変更要約: GH-100 第5章を新規作成(利用とアクティビティの監視=監査ログ/API 利用の分析・SIEM ストリーミング・管理者 vs Support の切り分けと診断・利用パターン[採用/アクティビティ/未活用機能]、コストとパフォーマンス最適化=従量製品[Actions 分/ストレージ/Packages/Copilot/GHAS]の使用レポート・Actions コスト最適化[フィルター/concurrency/キャッシュ/matrix/ランナー]・未使用シート回収・品質を落とさず無駄を削る原則)
5.2コストとパフォーマンスの最適化
従量課金(metered)製品の使用レポートの解釈、そしてライセンスとリソースの最適化戦略を、管理者の視点で理解します。コストとパフォーマンスのバランスを取る方法を学びます。

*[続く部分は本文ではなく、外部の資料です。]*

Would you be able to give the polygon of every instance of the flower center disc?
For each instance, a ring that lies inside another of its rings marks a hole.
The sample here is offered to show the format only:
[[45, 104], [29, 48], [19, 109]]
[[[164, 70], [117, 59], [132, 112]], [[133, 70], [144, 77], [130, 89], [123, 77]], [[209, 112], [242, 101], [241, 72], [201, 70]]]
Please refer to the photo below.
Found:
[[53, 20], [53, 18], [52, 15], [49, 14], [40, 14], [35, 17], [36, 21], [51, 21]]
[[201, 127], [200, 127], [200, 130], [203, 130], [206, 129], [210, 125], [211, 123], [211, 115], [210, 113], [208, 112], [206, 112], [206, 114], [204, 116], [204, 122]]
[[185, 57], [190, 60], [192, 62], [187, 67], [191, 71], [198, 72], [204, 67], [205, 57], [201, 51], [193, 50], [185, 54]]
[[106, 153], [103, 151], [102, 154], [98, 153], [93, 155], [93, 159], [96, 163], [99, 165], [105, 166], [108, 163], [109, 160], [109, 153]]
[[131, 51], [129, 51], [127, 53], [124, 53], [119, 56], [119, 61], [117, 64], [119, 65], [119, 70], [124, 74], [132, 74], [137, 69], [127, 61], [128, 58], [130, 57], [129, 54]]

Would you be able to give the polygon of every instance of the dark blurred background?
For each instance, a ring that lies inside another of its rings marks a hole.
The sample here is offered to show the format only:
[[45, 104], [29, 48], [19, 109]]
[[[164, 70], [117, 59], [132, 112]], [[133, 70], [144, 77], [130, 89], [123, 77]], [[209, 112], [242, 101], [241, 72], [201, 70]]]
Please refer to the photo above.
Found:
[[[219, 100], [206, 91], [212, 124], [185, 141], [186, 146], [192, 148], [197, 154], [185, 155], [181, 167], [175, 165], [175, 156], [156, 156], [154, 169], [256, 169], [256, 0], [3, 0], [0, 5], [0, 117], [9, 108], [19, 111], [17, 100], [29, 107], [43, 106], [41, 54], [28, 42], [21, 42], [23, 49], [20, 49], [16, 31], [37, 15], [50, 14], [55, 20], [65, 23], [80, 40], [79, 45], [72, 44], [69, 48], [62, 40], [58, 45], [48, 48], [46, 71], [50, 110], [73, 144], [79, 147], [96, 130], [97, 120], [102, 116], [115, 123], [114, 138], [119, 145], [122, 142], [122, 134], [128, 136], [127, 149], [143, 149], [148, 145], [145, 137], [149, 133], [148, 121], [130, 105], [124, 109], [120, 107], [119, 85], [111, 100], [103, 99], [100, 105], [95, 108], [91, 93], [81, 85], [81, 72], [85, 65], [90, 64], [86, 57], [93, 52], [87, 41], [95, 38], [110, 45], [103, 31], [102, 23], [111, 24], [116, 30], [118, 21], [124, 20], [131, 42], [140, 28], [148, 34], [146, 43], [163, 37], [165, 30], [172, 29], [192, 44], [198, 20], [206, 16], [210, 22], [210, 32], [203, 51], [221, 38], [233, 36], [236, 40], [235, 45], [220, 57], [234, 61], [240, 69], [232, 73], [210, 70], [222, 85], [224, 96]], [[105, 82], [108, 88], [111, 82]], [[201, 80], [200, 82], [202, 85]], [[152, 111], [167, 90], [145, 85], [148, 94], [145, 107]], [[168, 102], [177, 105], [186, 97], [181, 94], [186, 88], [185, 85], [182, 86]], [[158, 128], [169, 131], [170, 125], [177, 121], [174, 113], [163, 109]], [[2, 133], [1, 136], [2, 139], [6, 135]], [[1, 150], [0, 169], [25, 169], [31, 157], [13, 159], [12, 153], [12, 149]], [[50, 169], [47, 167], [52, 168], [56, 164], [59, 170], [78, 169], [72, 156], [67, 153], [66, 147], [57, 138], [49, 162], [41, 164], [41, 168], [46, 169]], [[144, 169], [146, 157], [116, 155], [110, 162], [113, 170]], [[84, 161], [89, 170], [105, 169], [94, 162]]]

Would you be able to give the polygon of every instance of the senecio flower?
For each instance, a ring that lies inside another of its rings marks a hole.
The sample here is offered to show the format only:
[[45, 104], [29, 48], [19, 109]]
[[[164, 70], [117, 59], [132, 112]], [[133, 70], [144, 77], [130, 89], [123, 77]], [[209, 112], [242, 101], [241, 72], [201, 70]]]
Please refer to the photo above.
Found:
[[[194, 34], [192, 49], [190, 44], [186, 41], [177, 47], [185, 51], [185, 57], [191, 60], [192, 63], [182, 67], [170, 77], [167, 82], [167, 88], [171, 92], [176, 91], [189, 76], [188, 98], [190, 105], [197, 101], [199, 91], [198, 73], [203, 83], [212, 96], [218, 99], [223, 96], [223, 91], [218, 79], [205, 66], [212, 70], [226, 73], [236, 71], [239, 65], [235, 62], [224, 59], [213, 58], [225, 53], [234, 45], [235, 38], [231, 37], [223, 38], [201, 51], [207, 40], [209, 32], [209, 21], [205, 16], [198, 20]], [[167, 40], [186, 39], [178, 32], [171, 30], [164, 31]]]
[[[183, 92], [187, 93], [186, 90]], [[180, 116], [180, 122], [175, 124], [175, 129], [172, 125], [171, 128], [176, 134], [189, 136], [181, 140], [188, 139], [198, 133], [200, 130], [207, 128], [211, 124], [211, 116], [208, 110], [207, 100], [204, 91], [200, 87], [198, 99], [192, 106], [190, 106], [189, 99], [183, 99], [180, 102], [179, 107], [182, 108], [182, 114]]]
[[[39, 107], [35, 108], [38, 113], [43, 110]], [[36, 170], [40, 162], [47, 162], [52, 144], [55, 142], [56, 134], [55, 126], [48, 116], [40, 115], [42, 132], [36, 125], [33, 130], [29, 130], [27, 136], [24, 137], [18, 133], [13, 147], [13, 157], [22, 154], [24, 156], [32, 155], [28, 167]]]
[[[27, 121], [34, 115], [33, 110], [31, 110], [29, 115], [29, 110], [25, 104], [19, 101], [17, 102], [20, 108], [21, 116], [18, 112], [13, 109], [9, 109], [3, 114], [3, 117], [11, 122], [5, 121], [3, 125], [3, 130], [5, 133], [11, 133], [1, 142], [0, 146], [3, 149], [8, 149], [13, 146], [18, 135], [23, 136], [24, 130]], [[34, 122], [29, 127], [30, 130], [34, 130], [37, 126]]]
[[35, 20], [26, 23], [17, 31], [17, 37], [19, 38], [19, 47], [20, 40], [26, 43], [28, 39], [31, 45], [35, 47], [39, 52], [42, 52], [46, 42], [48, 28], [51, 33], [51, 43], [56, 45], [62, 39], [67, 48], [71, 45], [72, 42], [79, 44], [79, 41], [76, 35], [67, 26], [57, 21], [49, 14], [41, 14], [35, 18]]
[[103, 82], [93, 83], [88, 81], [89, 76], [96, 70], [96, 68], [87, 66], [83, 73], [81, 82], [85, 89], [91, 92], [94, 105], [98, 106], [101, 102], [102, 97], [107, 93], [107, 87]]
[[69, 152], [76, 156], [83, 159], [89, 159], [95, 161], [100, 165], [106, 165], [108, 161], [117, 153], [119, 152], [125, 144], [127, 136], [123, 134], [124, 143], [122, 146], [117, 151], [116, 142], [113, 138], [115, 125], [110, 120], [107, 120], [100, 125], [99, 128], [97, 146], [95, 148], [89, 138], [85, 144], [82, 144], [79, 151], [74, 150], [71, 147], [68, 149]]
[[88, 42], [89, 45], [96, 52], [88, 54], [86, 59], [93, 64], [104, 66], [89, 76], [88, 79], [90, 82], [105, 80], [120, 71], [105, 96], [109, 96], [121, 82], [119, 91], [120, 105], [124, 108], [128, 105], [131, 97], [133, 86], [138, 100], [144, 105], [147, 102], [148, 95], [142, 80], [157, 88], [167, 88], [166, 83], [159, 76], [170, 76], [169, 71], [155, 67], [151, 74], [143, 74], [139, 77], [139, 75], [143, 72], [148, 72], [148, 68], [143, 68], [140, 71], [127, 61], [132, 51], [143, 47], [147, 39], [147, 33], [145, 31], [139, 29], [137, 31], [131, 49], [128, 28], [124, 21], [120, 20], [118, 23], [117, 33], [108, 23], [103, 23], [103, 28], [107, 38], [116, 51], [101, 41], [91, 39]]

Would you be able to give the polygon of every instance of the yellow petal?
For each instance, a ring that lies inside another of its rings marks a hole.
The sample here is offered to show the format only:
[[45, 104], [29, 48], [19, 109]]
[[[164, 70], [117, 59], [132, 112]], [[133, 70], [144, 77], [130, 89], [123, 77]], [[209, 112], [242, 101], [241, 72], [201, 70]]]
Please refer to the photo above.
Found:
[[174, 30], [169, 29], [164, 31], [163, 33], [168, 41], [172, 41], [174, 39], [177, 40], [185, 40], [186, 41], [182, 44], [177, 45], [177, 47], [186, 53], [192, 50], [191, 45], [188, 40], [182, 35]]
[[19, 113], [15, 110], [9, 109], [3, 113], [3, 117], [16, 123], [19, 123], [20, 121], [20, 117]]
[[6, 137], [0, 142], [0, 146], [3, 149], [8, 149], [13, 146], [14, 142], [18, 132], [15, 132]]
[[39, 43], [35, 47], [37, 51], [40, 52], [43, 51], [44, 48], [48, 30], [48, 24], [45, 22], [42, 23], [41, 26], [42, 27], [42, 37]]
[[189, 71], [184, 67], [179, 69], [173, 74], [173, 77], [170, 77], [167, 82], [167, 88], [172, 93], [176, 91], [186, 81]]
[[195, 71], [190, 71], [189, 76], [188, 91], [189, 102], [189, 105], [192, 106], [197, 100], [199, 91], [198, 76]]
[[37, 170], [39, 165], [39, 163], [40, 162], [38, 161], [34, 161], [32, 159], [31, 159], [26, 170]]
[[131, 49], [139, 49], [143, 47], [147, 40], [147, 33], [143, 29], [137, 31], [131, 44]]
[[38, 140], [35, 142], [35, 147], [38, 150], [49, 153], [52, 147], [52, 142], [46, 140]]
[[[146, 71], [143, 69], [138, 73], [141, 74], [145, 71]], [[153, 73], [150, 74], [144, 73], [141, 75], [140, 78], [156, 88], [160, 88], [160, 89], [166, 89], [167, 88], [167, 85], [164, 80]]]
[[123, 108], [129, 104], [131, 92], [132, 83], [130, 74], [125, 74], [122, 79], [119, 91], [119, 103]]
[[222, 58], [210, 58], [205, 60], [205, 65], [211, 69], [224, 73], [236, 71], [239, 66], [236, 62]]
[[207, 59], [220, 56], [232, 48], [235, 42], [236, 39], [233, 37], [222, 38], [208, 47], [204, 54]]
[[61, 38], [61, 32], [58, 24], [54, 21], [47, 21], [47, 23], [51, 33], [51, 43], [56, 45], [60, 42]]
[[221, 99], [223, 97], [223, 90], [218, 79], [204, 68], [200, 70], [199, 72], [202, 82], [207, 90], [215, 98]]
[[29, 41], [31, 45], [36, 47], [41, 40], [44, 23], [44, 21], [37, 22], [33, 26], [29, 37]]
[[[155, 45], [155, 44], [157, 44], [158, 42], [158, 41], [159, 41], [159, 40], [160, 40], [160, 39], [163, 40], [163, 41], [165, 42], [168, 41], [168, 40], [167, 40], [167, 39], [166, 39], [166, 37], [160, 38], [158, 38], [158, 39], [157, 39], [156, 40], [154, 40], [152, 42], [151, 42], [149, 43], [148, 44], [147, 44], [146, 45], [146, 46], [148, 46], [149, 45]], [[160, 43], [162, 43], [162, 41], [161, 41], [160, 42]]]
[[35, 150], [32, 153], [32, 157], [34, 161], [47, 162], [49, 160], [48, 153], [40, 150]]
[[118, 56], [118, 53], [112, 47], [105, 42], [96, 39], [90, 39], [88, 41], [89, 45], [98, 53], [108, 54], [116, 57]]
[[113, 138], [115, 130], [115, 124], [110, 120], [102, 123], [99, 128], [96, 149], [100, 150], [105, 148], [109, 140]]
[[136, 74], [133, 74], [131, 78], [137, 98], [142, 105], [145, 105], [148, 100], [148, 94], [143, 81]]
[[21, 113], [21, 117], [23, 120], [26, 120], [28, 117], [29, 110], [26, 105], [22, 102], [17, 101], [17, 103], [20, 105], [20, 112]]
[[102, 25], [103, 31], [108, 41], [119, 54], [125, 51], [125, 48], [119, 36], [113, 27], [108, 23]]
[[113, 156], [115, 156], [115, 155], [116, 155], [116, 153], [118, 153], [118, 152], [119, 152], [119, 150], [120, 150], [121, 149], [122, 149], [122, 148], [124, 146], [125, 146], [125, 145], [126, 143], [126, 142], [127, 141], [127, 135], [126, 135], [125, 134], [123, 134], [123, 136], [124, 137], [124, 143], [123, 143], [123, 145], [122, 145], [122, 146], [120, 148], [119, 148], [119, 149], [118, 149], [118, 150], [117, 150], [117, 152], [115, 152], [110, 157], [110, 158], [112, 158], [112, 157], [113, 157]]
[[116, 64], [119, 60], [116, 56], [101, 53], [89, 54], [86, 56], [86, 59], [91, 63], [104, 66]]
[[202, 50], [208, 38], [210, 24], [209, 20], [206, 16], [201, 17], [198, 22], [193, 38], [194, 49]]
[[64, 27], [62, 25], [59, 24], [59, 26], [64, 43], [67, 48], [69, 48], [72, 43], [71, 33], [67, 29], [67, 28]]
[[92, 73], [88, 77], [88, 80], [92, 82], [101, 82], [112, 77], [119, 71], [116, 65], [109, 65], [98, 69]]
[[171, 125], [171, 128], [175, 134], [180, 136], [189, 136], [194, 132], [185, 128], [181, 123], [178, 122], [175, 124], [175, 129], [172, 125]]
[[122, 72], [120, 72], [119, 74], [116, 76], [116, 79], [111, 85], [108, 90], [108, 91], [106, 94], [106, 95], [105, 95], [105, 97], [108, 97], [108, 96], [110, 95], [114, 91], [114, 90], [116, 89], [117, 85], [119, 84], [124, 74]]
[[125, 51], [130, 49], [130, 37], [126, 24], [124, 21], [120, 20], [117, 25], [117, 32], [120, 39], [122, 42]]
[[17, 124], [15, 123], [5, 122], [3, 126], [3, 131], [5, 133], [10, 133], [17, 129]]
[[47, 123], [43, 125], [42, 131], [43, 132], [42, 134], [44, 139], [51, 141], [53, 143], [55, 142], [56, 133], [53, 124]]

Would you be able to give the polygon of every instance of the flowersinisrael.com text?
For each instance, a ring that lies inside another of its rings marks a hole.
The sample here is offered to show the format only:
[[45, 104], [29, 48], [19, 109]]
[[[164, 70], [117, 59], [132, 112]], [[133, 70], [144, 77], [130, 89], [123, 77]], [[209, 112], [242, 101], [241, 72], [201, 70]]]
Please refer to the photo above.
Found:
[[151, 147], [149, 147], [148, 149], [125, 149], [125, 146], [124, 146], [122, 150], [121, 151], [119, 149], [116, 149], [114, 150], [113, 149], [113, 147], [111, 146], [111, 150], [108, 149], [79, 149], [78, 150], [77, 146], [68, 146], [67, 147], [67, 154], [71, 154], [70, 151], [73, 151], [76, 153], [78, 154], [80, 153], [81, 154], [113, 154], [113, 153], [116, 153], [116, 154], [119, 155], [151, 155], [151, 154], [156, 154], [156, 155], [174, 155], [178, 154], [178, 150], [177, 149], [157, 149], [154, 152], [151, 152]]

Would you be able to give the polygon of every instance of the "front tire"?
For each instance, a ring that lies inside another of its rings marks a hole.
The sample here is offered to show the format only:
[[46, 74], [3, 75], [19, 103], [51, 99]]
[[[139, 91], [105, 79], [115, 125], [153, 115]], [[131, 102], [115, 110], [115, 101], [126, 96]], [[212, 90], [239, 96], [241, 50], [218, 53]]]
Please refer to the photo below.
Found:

監視(前節)で得たデータを、コストとパフォーマンスの最適化 につなげるのが管理者の仕事です。GitHub の課金は シート(ライセンス) と 従量(metered) の両方があり(第2章)、無駄を放置すると コストが膨らみます。GH-100 では、使用レポートの解釈 と 最適化の戦略 が問われます。
5.2.1従量製品の使用レポート
従量課金(metered) の代表は、GitHub Actions の 実行時間(分) とストレージ、GitHub Packages の ストレージ、Copilot や GHAS の シート/利用 です。管理者は 使用レポート を解釈して、どの組織/リポが コストを多く消費しているか、傾向(増加トレンド)を把握します。たとえば Actions の分が急増していれば、非効率なワークフロー(無駄な実行・過大な matrix・キャッシュ未使用)が原因のことが多く、是正対象を特定できます。レポートは予算管理とチャージバック(部門配賦)にも使います。
5.2.2ライセンスとリソースの最適化
最適化の代表策は次の通りです。ライセンス:未使用/非アクティブな シートの回収(SCIM/EMU で退職者は自動で空く, 第1章)、過剰なプランの見直し。Actions のコスト:不要な実行を起こさない(paths/branches フィルター)、concurrency で古い実行を打ち切る、キャッシュ で再取得を避ける、matrix を必要最小限に、適切なランナーサイズを選ぶ(GH-200 と共通)。ストレージ:アーティファクト/ログの 保持期間(retention) を短縮。これらは「カバレッジや品質を落とさずに無駄を削る」のが原則で、過度な削減(必要なテストの停止等)は避けます。